Sunday, 1 December 2013

What the CIA-NSA snooper state left behind in Iraq

Here’s yesterday’s news from Iraq tucked away on page A6 of the Saturday Times (Headline: ’18 are found shot to death after abduction in Baghdad’.)

*Eighteen people were seized by ‘armed men in sport utility vehicles and dressed in military uniforms’ who went from door to door pulling out specific individuals (all Sunnis). They were found shot and the bodies dumped on a farm. In plain English: death squads operate with impunity, probably at the direction of the central government authority. However, among the dead were an army officer and a policeman, so there appear to be more than one death squad operating at the whim of different factions among the powerful.

*Seven laborers were found decapitated near Tikrit north of Baghdad.

*Five people were killed by a roadside bomb in Radhwaniya.

*In a Shiite area of Baghdad, three men’s bodies were found showing signs of torture.

*Six women living in a house together were found assassinated by weapons with silencers.

*29 other people were killed, as the Times tersely puts it, ‘in shopping areas’. We can assume this means the usual pattern of bomb attacks in food markets that are so routine now that reporters barely need to describe them.

And that’s just one day in the life of the average Iraqi.

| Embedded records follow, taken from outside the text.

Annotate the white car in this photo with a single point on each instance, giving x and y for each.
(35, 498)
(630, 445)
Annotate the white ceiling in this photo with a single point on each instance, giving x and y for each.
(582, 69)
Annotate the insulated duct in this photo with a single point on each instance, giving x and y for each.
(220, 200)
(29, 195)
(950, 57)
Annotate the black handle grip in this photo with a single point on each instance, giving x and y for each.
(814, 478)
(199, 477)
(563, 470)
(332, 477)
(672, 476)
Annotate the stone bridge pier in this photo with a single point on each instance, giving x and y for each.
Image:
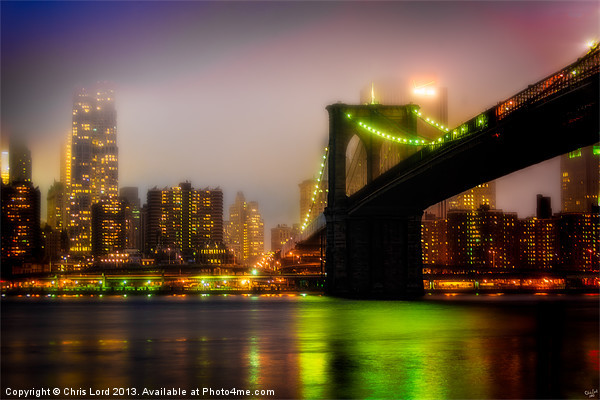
(371, 252)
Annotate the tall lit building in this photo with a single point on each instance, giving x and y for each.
(109, 225)
(580, 179)
(183, 218)
(482, 238)
(56, 207)
(472, 199)
(134, 227)
(307, 194)
(21, 234)
(4, 167)
(19, 160)
(579, 246)
(91, 169)
(245, 233)
(280, 235)
(434, 240)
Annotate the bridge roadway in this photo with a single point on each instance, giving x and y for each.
(373, 237)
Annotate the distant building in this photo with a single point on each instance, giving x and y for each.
(183, 218)
(472, 199)
(280, 235)
(134, 223)
(91, 169)
(580, 179)
(307, 194)
(21, 234)
(434, 240)
(19, 160)
(212, 253)
(483, 238)
(109, 226)
(245, 230)
(579, 246)
(56, 207)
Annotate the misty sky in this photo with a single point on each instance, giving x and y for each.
(233, 94)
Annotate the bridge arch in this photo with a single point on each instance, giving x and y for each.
(356, 165)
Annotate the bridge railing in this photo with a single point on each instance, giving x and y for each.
(568, 77)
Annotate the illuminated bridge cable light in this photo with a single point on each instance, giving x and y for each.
(317, 186)
(430, 121)
(385, 135)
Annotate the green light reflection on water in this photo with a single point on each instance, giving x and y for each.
(350, 349)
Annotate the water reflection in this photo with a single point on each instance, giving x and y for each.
(311, 347)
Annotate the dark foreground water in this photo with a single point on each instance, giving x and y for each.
(303, 347)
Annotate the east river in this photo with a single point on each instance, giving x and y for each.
(457, 347)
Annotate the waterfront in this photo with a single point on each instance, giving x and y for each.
(466, 346)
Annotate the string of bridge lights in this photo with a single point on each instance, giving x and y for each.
(316, 191)
(384, 135)
(411, 142)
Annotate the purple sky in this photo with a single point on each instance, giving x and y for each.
(233, 94)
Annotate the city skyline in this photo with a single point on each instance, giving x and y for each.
(204, 90)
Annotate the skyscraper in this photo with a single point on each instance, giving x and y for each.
(245, 230)
(55, 212)
(134, 227)
(307, 193)
(109, 225)
(579, 179)
(472, 199)
(21, 234)
(19, 160)
(92, 161)
(183, 218)
(279, 235)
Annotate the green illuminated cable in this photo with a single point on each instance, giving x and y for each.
(314, 195)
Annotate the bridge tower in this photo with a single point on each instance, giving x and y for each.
(371, 252)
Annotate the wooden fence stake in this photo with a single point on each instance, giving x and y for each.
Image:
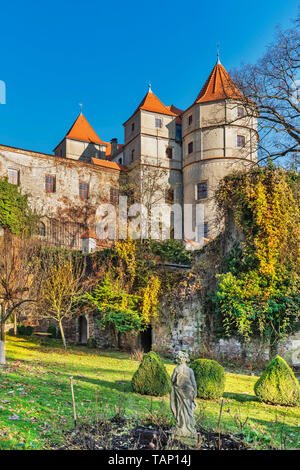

Let’s keep this in mind when debates about whether Edward Snowden and The Guardian are damaging ‘national security’ by letting us know about the snooping powers of the state. This is the same state that systematically lied to us about Iraq after 9/11 to falsely blame the Iraqi people for it, that persecuted domestic dissidents (like Michigan State professor Juan Cole) for daring to oppose the war plans, that sent off crusading knights to seize control of that country, that substituted Biblical exegesis for common sense and planning in doing so thereby setting off an appalling spiral of violence that utterly destroyed a society already devastated by decades of terrifying dictatorship, that showed indifference and contempt for the safety of the residents of its conquered territory and that eventually withdrew in defeat but is now too embarrassed by that failure to remind itself of the horrific, ongoing destruction that it wrought on innocent civilians.

So yes, governments theoretically have the right to keep secrets and to maintain an intelligence apparatus. But they have to earn it.